Off to the International Anthony Burgess Museum for the Don’t Spy on Us fringe meeting on Privacy. The speakers were Ewan Macaskill of the Guardian, Carley Nyst of Privacy International, Claude Moraes MEP, Jim Killock of the ORG and chaired by Mike Harris of #dontspyonus. The first speaker was Ewan Macaskill who started by saying he’s glad they i.e. the spooks are there, but like me in fact, supposed that they were targeting maybe 5-15% of the population which would be say 400,000 people. What is shocking is the ambition, to spy on everyone who uses the internet. The fact they’re aiming at everyone, including lawyers and doctors is worrying to say the least.

As a journalist, he is also concerned about his rights to protect his sources, which while important, probably less so than the rights of the accused and their lawyers to maintain their privacy. Macaskill also raised the issue that he is trying to find out how much the spies have been paying the naughty nine and the UK telcos to perform work on behalf of the spies. I am more interested as to the activities performed as far as we know by the NSA in influencing hardware vendors in terms of adopting weaker encryption and/or inserting back doors into the network hardware we use to protect our digital communications. I am particularly interested if the US have suborned any European companies in this way.

He was also the first to say, something which was repeated over the night, that without Snowden’s leaks we wouldn’t know. Parliament didn’t know, it’s intelligence committee didn’t know, and the Intelligence Commissioners didn’t know. There has been no effective political oversight, although the persistence with which the intelligence community kept asking for an extension of powers might have been considered a clue by some. Macaskill stated that the spies are lying to what limited oversight there is, certainly in the States where senior officials have apologised to Congress for their misleading answers. It should be remembered that the famous quote, “economical with the actualité”  also arose when Whitehall was trying to keep their skulduggery under wraps. If we want to go even further back in history, we come to Tam Dalyall’s pursuit of Thatcher and the location and route of the Argentine Cruiser, the General Belgrano. Minster’s lied to Parliament, they were grassed up a civil servant, Clive Ponting who was prosecuted under the Official Secrets Act, but let off by the jury after the Judge had directed a guilty verdict. Difficult things juries! One post trial event was the sight of the oh-so clever Enoch Powell arguing that civil servants must keep Minister’s parliamentary lies a secret. We have come on a bit since 1984, but in some ways not enough. Macaskill finished his set by stating that Snowden wanted to return to the USA, but only if he were to face a jury trial. At the moment the US are proposing to deny him one by charging him with espionage related charges.

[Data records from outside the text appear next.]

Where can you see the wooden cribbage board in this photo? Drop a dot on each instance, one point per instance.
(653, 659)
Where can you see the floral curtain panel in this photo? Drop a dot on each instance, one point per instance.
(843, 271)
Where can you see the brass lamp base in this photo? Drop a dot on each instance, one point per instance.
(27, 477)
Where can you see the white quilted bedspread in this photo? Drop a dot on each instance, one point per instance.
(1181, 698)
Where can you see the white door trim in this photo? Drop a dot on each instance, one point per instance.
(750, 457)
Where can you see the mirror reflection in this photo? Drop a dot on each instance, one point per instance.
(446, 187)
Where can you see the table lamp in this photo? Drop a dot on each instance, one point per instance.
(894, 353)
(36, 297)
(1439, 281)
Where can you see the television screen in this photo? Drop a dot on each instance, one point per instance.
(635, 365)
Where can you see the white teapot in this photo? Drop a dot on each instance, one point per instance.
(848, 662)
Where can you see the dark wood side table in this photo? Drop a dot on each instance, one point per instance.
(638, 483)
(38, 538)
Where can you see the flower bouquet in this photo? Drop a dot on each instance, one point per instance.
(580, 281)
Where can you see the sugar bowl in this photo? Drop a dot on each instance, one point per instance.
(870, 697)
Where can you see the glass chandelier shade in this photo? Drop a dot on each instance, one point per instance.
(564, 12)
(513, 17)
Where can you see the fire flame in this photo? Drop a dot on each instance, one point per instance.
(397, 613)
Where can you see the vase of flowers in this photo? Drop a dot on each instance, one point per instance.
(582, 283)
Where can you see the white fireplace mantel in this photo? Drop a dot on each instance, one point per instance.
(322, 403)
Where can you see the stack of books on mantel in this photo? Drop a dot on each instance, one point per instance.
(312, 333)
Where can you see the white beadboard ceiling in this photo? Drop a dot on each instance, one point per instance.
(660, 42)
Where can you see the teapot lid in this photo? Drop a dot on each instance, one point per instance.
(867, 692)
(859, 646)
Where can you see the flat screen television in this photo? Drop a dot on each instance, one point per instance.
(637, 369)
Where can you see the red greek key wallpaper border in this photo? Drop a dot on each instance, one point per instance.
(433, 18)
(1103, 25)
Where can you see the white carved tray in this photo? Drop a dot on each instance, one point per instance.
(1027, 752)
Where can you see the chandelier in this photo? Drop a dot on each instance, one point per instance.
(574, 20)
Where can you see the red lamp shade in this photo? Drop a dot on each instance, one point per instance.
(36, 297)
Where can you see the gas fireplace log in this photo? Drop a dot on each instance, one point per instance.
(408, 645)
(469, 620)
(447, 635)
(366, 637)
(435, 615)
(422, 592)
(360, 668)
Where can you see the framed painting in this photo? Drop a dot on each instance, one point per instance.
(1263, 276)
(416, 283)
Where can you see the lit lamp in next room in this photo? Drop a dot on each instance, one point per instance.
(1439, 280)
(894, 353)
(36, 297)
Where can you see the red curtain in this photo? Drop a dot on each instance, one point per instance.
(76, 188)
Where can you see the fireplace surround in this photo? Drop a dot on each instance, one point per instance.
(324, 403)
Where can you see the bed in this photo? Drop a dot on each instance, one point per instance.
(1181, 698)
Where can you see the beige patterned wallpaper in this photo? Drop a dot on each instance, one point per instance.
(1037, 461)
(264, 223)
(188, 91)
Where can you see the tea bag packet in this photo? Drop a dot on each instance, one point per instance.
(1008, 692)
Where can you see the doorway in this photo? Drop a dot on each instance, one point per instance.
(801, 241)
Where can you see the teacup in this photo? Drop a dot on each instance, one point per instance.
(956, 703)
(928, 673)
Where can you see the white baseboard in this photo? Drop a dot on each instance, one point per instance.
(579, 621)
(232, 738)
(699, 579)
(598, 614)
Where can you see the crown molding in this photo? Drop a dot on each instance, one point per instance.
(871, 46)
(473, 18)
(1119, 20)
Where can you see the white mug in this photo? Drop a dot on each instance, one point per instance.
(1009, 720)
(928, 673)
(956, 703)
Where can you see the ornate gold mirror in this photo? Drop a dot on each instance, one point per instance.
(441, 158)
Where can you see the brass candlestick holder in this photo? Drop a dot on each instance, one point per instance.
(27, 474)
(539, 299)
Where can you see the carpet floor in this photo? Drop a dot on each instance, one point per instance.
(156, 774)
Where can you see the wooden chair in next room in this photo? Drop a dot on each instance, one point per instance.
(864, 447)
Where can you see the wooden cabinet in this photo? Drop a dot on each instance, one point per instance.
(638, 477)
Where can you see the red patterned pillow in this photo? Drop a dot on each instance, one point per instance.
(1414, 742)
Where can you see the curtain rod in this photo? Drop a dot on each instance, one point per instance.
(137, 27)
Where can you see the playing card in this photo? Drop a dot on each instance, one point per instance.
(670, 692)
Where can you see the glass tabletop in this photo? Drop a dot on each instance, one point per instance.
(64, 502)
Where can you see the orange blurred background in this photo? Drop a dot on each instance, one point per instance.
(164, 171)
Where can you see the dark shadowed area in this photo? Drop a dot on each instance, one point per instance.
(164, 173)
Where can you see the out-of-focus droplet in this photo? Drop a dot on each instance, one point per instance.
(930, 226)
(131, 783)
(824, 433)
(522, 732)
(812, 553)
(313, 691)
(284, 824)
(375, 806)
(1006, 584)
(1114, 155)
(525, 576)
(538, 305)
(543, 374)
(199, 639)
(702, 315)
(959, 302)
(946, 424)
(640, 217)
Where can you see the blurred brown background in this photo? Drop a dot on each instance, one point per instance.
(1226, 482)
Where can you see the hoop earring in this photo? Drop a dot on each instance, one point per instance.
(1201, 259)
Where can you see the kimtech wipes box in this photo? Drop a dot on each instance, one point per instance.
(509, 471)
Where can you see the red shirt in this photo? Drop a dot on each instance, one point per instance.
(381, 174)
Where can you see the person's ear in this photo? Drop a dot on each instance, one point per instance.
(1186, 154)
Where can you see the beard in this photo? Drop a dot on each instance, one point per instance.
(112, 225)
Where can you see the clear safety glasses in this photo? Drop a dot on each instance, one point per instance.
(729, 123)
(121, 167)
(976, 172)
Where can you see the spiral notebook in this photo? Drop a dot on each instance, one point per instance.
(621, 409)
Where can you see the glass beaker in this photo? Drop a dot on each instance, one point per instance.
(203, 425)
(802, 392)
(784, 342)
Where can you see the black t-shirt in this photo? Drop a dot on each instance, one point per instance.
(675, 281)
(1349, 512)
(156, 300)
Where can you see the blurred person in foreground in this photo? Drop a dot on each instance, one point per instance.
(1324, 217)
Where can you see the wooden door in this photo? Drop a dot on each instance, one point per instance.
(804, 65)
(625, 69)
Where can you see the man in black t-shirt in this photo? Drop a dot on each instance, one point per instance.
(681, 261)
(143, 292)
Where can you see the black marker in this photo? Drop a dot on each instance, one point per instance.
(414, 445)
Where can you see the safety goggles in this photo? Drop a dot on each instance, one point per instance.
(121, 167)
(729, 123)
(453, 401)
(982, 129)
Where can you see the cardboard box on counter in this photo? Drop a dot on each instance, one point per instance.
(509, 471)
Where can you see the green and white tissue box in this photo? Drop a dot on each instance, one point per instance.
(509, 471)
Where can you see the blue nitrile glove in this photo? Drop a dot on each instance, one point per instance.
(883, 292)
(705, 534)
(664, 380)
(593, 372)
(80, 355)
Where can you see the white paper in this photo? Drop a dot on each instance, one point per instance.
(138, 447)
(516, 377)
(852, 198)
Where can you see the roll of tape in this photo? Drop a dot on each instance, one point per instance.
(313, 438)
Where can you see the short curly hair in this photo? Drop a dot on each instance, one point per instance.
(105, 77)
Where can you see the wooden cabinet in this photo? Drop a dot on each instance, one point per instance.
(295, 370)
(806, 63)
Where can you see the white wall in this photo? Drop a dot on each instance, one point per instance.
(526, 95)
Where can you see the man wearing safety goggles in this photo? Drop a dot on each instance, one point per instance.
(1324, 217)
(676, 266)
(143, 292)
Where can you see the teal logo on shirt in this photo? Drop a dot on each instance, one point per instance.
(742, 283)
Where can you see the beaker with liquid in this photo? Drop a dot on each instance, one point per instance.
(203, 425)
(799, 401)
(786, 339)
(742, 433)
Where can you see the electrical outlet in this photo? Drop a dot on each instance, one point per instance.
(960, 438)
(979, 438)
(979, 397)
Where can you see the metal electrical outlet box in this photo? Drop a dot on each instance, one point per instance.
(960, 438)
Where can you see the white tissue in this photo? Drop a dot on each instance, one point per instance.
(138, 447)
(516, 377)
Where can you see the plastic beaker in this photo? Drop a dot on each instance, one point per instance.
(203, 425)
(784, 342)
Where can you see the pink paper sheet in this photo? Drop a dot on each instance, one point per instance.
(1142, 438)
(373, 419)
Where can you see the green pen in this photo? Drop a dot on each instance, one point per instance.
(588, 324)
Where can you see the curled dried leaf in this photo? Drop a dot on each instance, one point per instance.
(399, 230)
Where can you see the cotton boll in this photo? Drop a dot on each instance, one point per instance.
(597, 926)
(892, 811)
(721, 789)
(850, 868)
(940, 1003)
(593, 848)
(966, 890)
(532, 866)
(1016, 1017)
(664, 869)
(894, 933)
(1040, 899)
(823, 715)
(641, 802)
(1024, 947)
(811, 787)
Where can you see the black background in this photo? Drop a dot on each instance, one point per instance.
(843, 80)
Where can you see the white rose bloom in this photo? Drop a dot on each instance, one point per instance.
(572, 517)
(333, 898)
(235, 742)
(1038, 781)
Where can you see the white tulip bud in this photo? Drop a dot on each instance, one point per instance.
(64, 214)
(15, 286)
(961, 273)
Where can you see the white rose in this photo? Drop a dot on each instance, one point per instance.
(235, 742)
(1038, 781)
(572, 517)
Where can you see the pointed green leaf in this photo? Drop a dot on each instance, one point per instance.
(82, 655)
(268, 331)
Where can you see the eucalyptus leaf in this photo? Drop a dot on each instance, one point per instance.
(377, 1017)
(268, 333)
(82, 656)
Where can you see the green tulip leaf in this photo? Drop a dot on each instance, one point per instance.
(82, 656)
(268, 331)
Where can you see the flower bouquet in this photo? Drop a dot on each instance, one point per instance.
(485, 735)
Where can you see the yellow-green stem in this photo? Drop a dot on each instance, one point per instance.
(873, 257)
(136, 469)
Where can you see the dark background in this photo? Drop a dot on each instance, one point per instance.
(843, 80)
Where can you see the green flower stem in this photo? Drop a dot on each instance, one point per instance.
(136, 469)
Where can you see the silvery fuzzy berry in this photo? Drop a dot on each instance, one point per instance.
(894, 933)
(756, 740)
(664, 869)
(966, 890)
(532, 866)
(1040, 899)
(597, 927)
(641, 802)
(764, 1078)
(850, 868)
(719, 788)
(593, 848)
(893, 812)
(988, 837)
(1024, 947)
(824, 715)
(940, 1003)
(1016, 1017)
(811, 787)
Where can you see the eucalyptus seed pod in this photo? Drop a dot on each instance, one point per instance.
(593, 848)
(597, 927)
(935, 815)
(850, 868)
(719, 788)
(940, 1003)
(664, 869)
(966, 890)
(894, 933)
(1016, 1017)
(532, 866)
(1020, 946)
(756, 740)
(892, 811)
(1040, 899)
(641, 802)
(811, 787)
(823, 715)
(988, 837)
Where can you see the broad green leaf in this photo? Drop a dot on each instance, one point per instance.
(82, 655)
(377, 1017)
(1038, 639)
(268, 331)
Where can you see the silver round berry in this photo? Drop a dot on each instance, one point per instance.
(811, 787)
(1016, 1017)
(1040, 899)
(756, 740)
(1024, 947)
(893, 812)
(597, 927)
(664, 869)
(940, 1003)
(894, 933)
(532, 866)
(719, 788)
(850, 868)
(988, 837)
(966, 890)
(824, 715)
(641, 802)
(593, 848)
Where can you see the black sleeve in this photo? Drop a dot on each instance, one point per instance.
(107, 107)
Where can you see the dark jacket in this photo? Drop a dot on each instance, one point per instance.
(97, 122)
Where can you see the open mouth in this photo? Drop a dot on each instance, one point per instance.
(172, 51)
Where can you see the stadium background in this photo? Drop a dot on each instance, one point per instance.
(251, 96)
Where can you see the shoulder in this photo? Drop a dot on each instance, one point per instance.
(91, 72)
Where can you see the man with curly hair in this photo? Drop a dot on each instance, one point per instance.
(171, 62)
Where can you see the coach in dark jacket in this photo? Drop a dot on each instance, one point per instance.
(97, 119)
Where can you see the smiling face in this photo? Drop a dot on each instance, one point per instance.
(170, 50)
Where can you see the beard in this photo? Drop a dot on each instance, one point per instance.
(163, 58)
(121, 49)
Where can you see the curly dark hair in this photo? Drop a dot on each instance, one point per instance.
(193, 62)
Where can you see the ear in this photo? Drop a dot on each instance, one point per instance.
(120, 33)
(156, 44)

Claude Moraes is one of Labour’s MEPs for London and Chairman of the European Parliament’s Civil Liberties, Justice and Home Affairs Committee (LIBE). He was also the rapporteur for the European Parliaments response to the Snowden leak inspired enquiry into State surveillance. I wrote about it here. It’s taken much more seriously in Eastern Europe than in the UK. He spoke next and made four concise points,

  1. Without Snowden we wouldn’t know
  2. Security and mass surveillance are different things
  3. Privacy is a now a European competency
  4. We need a Digital Bill of Rights,

He finished with the statement that “DRIP is disproportionate”; which is of course one of the reasons the status quo ante been ruled as illegal.

Carley Nyst, Privacy International’s Legal Director spoke next. She spoke of the paranoia surrounding the State and society after the Al-Qaeda attacks on London on the 7th July and that this was part of what justified RIPA. While stories of egregious over use have been leaking into the public domain over years, this has dramatically focused on local government bodies trying to enforce their education allocation policies. The fast is we would not have known the extent of the surveillance until Snowden told us.

She mentioned that three of the platform speakers represented organisations that were, or were personally taking the government to court over the legality of GCHQ’s mass surveillance. She said she expected the PI case to lose, but they would then join ORG in Strasbourg. The reason that PI were in the UK is that for cases before the IPT, you don’t have to prove standing i.e. you don’t have to prove you’ve been spied on, however, since the ORG have got the European Court of Human Rights to fast track consideration of their case because the IPT is not considered an independent court, I wonder what they’re doing there.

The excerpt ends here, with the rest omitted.